But amazingly, an antidote came swooping into town just in time: The Savannah Jewish Federation sponsored a one-night stand with my favorite batsh*t Jew last night at the JEA.
It started off a little shaky – Richard seemed more than a little scattered at first – actually, I don’t think he finished a thought for the first 20 minutes even though he’s been sober for 15 years. Once he warmed up though, he was in true form, spewing neuroses about sex, his sidekick role on Curb Your Enthusiasm, Bush’s last days and the Rolling Stones. He’s still stupendously mulleted and wore an asymmetrically-zippered suit that in his words, made him look like a moron.
El Yenta Man, his brother (heretofore known as BIL, as in Yenta brother-in-law) and I were sitting with the “Young Jewish Savannah” crowd (they had seats reserved for us and everything, plus we got to meet-and-greet with Richard before the show – photos to come!
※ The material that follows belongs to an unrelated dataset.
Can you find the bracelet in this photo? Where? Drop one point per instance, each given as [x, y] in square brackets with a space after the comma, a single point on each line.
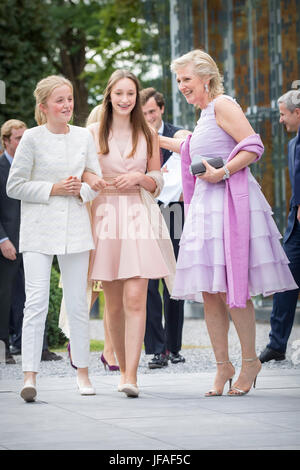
[227, 173]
I may have to lie to keep up such VIP status when El Yenta Man turns 40 this year) – but the average age in the room was probably 65. Everyone who’d donated to the Federation was there, and let’s face it; there are more Jewish philanthropists on Lipitor than not.
Now if you know Richard Lewis, you already know this is not a chaste type of humor. And not much into subtlety, either – in fact, once he got juiced, the obscenities flew fast and furious about stuff you might not want to hear while sitting next to your bubbe. I’m just sayin’ some of the old kosher folks from the Jewish retirement home may have followed him for a while, but I think he lost half the room at “masturbation puppet.”
Me, my sides ached by the time it was over, which was a whole lot better than the tension headache from hell I had when I got there. I don’t know if Richard Lewis appreciate a comparison to lamb’s blood on the door, but this guy sure staved off the Angel of Depression at my house.